La seconda opportunità, apertasi sempre negli ultimi due-tre anni, è la consapevolezza acquisita dall'opinione pubblica dei vari paesi del mondo, a seguito delle grandi catastrofi tecnologiche (`mucca pazza', pollo alla diossina, Ogm...) e ambientali (cambiamento climatico…) di questi anni, che non è più né umanamente saggio né socialmente ragionevole continuare a usare la (e abusare della) scienza e la tecnologia, così come il Pianeta, al solo scopo dell'arricchimento finanziario dei pochi, `solo per fare più denaro'. In questo caso, si è assistito alla credibilizzazione dell'inevitabilità e dell'urgenza di un `altro' sviluppo, di un'altra economia.

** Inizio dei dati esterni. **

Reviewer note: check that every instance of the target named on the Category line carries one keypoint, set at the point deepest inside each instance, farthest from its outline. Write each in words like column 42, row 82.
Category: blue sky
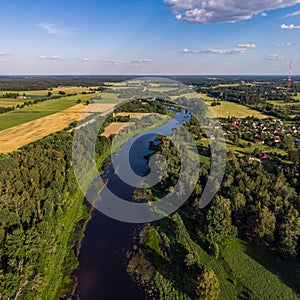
column 149, row 37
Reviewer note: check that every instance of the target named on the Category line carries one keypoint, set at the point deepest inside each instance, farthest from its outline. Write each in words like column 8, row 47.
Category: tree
column 208, row 287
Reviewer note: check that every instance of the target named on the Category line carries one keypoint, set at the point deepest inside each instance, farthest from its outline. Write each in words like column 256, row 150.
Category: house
column 277, row 139
column 234, row 124
column 263, row 156
column 259, row 141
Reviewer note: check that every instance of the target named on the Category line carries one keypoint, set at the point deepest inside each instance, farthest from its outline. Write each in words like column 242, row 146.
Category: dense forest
column 40, row 207
column 256, row 203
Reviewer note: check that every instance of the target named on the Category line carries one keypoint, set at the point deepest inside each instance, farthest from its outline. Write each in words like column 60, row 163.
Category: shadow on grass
column 287, row 270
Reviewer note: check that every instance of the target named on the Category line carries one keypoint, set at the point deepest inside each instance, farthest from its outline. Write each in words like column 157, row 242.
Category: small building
column 263, row 156
column 277, row 139
column 259, row 141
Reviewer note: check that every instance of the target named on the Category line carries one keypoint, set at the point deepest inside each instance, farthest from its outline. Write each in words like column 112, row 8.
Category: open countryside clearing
column 13, row 138
column 114, row 128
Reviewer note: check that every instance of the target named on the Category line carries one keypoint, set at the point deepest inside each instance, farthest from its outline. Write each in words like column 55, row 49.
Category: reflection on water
column 102, row 260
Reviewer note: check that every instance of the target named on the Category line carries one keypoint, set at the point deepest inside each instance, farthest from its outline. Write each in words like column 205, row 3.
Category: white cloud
column 212, row 11
column 140, row 62
column 4, row 53
column 56, row 29
column 296, row 13
column 54, row 57
column 85, row 59
column 291, row 26
column 274, row 57
column 215, row 51
column 50, row 28
column 285, row 44
column 246, row 46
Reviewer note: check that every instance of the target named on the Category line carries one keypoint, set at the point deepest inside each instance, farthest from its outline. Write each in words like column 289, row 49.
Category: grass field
column 226, row 109
column 13, row 138
column 133, row 115
column 109, row 98
column 39, row 110
column 114, row 128
column 229, row 109
column 244, row 271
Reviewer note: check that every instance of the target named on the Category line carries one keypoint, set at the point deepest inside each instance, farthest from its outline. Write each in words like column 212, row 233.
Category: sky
column 146, row 37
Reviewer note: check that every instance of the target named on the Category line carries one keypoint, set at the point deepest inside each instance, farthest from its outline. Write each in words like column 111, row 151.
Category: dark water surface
column 102, row 260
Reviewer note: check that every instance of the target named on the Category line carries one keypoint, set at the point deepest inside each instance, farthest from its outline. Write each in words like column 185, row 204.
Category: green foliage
column 208, row 287
column 39, row 210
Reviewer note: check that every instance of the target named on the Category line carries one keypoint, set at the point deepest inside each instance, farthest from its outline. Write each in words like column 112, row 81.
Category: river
column 101, row 274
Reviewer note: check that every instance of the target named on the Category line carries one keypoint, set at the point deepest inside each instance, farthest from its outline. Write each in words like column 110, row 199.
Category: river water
column 102, row 272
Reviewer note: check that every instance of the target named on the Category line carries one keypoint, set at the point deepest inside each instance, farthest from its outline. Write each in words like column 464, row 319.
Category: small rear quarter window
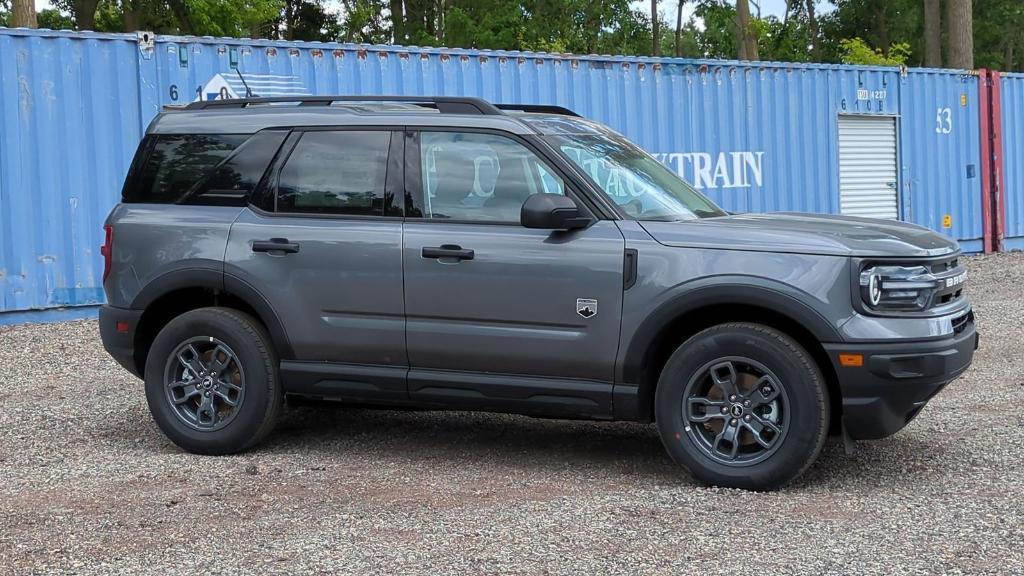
column 170, row 164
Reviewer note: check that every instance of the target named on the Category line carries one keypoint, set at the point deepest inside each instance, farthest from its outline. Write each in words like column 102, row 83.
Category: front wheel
column 211, row 381
column 742, row 406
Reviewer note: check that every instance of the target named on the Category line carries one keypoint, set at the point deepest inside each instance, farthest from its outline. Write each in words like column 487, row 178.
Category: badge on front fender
column 587, row 307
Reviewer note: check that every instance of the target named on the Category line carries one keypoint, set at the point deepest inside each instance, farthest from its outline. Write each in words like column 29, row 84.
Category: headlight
column 873, row 288
column 898, row 288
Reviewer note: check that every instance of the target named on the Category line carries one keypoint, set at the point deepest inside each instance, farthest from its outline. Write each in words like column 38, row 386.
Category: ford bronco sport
column 451, row 253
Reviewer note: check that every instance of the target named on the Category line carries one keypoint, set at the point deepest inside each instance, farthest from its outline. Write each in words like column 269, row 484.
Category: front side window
column 335, row 172
column 641, row 187
column 480, row 177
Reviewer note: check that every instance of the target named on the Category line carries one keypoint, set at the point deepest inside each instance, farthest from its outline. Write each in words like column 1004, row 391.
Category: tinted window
column 174, row 163
column 473, row 176
column 230, row 182
column 335, row 172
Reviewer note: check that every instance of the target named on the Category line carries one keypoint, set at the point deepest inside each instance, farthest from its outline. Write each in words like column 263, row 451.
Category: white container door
column 867, row 166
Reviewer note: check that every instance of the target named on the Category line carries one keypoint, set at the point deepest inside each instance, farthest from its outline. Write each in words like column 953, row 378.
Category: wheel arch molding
column 771, row 298
column 220, row 286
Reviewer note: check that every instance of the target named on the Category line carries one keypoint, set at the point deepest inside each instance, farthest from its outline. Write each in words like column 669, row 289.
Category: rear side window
column 173, row 163
column 230, row 182
column 336, row 172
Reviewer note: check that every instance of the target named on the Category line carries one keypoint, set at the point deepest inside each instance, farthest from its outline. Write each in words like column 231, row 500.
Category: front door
column 499, row 315
column 327, row 255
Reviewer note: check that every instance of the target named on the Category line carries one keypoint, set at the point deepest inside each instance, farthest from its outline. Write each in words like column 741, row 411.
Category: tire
column 723, row 441
column 218, row 338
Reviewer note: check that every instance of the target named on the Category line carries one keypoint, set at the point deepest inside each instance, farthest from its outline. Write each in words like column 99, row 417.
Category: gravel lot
column 88, row 485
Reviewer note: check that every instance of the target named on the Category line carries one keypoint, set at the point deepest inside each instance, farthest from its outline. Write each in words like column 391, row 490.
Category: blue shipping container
column 755, row 136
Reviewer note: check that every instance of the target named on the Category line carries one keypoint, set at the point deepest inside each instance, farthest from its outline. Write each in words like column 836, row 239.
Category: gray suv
column 451, row 253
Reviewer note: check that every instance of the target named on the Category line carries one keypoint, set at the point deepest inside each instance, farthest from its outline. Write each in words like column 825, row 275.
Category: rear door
column 323, row 244
column 499, row 315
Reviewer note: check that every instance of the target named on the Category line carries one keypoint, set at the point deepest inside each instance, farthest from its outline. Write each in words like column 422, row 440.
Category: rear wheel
column 742, row 406
column 211, row 381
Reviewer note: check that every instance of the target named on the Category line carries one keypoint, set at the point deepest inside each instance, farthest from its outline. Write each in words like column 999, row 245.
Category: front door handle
column 275, row 245
column 448, row 251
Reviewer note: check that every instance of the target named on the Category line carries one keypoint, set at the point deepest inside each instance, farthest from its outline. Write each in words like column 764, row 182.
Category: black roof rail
column 538, row 108
column 444, row 105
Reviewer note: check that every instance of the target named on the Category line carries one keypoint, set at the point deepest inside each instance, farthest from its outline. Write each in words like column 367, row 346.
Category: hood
column 804, row 234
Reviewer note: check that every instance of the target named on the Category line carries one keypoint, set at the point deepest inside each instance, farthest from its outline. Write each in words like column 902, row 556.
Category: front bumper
column 120, row 343
column 897, row 379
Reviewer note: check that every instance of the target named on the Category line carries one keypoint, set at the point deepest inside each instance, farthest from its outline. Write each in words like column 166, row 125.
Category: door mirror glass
column 552, row 211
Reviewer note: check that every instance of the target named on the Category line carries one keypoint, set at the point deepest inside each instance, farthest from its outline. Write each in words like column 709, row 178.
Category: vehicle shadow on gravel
column 556, row 444
column 328, row 432
column 536, row 442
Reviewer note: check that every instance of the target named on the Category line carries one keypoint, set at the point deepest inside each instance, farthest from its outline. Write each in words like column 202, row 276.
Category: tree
column 679, row 29
column 748, row 36
column 397, row 23
column 856, row 50
column 82, row 11
column 23, row 13
column 933, row 36
column 960, row 34
column 812, row 22
column 655, row 21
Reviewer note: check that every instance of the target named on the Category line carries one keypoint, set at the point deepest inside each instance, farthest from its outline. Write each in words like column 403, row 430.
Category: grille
column 961, row 322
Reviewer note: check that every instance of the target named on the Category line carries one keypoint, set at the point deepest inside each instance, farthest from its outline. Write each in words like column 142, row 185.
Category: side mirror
column 552, row 211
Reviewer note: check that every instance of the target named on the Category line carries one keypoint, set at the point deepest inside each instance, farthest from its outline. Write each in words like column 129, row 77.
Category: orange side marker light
column 851, row 360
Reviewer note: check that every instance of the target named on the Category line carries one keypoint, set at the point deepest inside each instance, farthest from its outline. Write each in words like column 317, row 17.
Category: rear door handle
column 448, row 251
column 275, row 245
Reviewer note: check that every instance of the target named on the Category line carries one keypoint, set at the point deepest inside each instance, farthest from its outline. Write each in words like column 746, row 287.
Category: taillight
column 108, row 249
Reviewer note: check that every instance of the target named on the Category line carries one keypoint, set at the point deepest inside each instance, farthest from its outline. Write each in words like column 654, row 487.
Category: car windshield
column 641, row 187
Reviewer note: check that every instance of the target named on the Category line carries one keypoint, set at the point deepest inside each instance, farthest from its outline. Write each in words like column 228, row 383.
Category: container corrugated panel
column 940, row 153
column 69, row 125
column 757, row 136
column 1012, row 105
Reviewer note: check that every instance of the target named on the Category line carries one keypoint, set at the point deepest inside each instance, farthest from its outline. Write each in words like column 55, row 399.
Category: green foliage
column 53, row 19
column 856, row 50
column 228, row 17
column 876, row 32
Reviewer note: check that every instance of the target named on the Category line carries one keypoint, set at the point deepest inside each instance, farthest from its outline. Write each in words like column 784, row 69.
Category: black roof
column 251, row 115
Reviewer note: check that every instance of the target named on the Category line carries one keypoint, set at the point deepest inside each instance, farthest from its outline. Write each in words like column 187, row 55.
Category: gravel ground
column 88, row 485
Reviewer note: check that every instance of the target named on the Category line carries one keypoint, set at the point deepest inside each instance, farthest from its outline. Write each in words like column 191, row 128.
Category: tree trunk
column 748, row 42
column 23, row 14
column 679, row 29
column 933, row 35
column 655, row 29
column 812, row 23
column 397, row 23
column 961, row 33
column 289, row 19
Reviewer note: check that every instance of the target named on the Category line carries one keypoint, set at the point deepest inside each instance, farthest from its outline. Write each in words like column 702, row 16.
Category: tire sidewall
column 258, row 381
column 800, row 378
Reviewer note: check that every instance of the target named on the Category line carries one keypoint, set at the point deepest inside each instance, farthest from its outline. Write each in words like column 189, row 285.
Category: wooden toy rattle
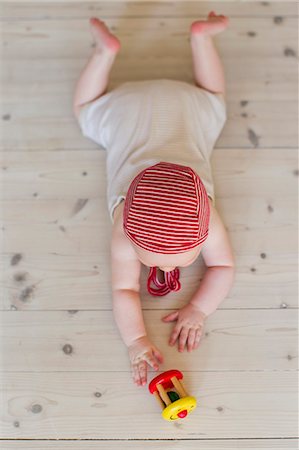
column 171, row 395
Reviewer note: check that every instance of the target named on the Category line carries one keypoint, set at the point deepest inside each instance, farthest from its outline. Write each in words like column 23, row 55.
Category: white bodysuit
column 141, row 123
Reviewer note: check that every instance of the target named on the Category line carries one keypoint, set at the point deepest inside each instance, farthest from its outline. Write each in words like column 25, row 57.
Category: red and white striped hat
column 167, row 209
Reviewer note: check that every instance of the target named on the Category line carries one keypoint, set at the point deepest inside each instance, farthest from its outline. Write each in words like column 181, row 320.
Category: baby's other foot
column 104, row 40
column 213, row 25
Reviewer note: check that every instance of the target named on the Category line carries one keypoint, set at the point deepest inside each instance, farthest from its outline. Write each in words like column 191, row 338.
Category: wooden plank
column 73, row 175
column 69, row 341
column 64, row 241
column 178, row 444
column 258, row 124
column 107, row 405
column 29, row 40
column 177, row 8
column 268, row 74
column 53, row 281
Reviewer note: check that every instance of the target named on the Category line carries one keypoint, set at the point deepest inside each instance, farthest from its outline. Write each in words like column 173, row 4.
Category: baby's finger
column 142, row 372
column 191, row 339
column 135, row 373
column 183, row 338
column 158, row 355
column 151, row 360
column 174, row 335
column 197, row 338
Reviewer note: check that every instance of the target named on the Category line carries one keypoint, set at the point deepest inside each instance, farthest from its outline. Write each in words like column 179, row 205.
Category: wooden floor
column 65, row 376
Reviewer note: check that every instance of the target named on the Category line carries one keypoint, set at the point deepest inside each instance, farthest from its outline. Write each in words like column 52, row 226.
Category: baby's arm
column 219, row 276
column 127, row 311
column 213, row 289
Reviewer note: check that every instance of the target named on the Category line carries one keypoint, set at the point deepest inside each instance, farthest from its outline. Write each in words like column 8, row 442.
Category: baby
column 159, row 135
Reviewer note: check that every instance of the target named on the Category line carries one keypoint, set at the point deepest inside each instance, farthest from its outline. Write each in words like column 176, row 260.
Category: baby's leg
column 94, row 78
column 207, row 66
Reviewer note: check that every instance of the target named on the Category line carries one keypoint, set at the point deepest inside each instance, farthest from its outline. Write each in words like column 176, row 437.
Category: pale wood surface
column 65, row 372
column 219, row 444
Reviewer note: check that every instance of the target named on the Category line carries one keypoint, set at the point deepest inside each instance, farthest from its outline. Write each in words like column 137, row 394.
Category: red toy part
column 164, row 379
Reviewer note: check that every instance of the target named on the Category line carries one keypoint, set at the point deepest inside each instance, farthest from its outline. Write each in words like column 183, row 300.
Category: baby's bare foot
column 213, row 25
column 104, row 40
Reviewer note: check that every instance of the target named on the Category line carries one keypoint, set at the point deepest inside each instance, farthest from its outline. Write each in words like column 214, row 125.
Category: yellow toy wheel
column 179, row 409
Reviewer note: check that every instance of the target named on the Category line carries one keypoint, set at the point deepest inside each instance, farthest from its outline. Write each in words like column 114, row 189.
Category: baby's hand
column 189, row 327
column 141, row 353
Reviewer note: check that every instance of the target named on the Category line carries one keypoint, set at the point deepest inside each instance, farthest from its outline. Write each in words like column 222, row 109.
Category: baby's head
column 166, row 215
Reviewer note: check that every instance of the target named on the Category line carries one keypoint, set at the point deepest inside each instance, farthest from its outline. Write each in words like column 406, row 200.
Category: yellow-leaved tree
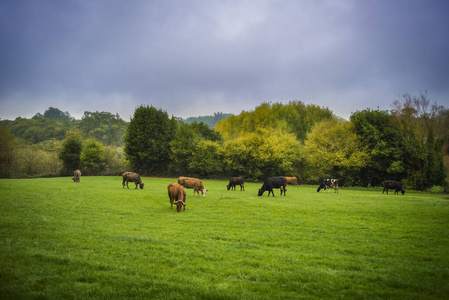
column 333, row 150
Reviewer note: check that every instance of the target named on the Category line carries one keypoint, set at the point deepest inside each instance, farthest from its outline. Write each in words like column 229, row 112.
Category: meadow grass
column 94, row 239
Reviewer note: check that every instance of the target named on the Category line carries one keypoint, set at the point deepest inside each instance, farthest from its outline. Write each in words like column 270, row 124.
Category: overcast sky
column 193, row 58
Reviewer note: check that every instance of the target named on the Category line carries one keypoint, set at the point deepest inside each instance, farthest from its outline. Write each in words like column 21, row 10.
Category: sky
column 196, row 57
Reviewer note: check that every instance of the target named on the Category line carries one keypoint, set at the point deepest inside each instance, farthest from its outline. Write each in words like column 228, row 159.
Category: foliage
column 422, row 128
column 210, row 121
column 332, row 150
column 115, row 160
column 92, row 157
column 205, row 160
column 376, row 132
column 295, row 117
column 33, row 161
column 147, row 140
column 70, row 153
column 8, row 144
column 104, row 127
column 34, row 131
column 262, row 154
column 54, row 114
column 95, row 240
column 182, row 147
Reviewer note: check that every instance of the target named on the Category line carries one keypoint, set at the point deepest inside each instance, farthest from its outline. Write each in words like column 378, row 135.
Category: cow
column 396, row 185
column 132, row 177
column 273, row 183
column 192, row 183
column 177, row 194
column 76, row 176
column 292, row 180
column 236, row 181
column 328, row 184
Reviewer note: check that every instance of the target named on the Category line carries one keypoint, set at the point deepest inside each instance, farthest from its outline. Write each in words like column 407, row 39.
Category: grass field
column 93, row 239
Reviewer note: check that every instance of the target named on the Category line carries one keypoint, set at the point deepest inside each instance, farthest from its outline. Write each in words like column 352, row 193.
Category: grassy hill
column 94, row 239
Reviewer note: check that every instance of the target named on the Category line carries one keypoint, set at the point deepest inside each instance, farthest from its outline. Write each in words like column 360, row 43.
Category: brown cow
column 192, row 183
column 177, row 192
column 292, row 180
column 236, row 181
column 132, row 177
column 76, row 176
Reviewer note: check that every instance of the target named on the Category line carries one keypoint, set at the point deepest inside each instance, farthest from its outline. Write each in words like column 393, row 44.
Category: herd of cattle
column 177, row 193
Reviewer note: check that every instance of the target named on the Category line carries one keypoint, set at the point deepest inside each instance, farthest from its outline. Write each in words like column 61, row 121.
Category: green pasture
column 94, row 239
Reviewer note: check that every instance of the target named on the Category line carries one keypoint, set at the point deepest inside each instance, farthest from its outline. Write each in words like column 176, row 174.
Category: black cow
column 396, row 185
column 236, row 181
column 274, row 183
column 329, row 183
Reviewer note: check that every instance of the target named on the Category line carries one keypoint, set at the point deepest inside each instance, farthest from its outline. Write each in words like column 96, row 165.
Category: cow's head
column 322, row 186
column 179, row 205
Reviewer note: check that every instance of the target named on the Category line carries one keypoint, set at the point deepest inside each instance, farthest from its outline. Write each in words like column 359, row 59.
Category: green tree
column 333, row 150
column 294, row 117
column 56, row 114
column 205, row 160
column 262, row 154
column 104, row 127
column 92, row 157
column 376, row 131
column 422, row 128
column 182, row 147
column 8, row 144
column 147, row 140
column 70, row 154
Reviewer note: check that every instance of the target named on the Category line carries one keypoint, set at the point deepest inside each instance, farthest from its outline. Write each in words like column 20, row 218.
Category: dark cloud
column 197, row 57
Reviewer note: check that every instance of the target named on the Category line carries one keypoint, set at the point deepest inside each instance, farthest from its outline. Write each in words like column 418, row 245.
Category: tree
column 93, row 160
column 294, row 117
column 103, row 127
column 332, row 150
column 385, row 145
column 182, row 147
column 422, row 127
column 147, row 140
column 70, row 154
column 56, row 114
column 8, row 144
column 262, row 154
column 205, row 160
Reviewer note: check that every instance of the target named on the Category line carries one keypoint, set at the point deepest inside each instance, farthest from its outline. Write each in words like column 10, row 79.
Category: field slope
column 94, row 239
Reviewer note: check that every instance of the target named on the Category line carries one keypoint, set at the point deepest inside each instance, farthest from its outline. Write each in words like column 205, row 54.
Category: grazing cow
column 132, row 177
column 177, row 194
column 273, row 183
column 292, row 180
column 76, row 176
column 329, row 183
column 192, row 183
column 396, row 185
column 236, row 181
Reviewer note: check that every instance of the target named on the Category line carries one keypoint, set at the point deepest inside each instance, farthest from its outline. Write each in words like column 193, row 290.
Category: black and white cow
column 328, row 184
column 396, row 185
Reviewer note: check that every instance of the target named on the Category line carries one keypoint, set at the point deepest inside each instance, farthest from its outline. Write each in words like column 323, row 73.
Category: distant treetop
column 208, row 120
column 54, row 114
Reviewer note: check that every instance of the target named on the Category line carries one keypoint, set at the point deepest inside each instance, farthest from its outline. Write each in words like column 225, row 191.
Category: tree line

Certo, è bene restare con i piedi per terra e non lasciarsi andare a troppe speranze sul breve termine. La cosa è diversa se si ragiona su un orizzonte temporale di 15-20 anni. In questo caso è legittimo considerare che le opportunità sono potenzialmente significative. Il che significa che è necessario identificare e misurare – in relazione anche all'opposizione al G8 di Genova e soprattutto in vista di Porto Alegre 2 – i vincoli da rispettare e superare per far sì che le azioni intraprese oggi possano far maturare nei prossimi 5-10 anni le condizioni che permetteranno di costruire l'altra economia, l'altra mondializzazione.

A mio parere, i vincoli da assumere, oggi, sono tre:

– il vincolo della narrazione: non si può costruire un altro mondo senza una narrazione della società e del divenire differente da quella bandita dalla globalizzazione capitalista. Il lavoro di ricerca, di dibattito, e di costruzione sulle parole, sui simboli, sulle idee, sui progetti deve essere condotto sistematicamente a tutti i livelli delle nostre organizzazioni e concentrarsi sempre di più sulla definizione di un altro ordine del giorno mondiale; – il vincolo della `Prima Planetaria': è urgente riconoscere che i dominanti, il capitale, sono riusciti a imporre la loro narrazione perché si sono organizzati sul piano mondiale. Si consideri, al contrario, l'esempio dei sindacati dei lavoratori, sempre più `nazionali' e intrappolati nell'accettazione della competitività nazionale. Non vi sarà reale alternativa alla globalizzazione capitalista se le forze dell'opposizione non daranno vita gradualmente e con accortezza a un processo unitario di coordinamento reale con l'obiettivo di far maturare una `Prima Planetaria' il cui compito consisterà precisamente nel favorire l'emergenza di un altro ordine del giorno mondiale; – il vincolo dell'alterità: l'altra mondializzazione non può essere che il risultato del riconoscimento e della valorizzazione della diversità/alterità in quanto dimensione centrale della mondialità della condizione umana.

La mia proposta per quanto riguarda specificamente il vincolo della narrazione è di identificare come assi centrali dell'altro ordine del giorno mondiale, imperniato sul `diritto alla vita per tutti':

– l'acqua per tutti, l'acqua primo bene comune dell' Umanità e della Terra; – l'educazione dappertutto e per tutti, l'educazione primo servizio comune mondiale; – la democrazia mondiale, la nuova `politeia' dell'altra mondializzazione.

Riccardo Petrella è professore all'Università Cattolica di Lovanio, dove tra l'altro tiene un corso su "La mondializzazione dell'economia e della società".

Indirizzo elettronico: riccardo.petrella@cec.eu.int

note:

1 Roosveltiana (Usa), bismarckiana (Germania), keynesiana-Beveridge (Inghilterra) e scandinava.

2 È questo il termine sinteticamente usato dai dirigenti degli Stati Uniti allorché parlano del ruolo del loro paese nel contesto mondiale.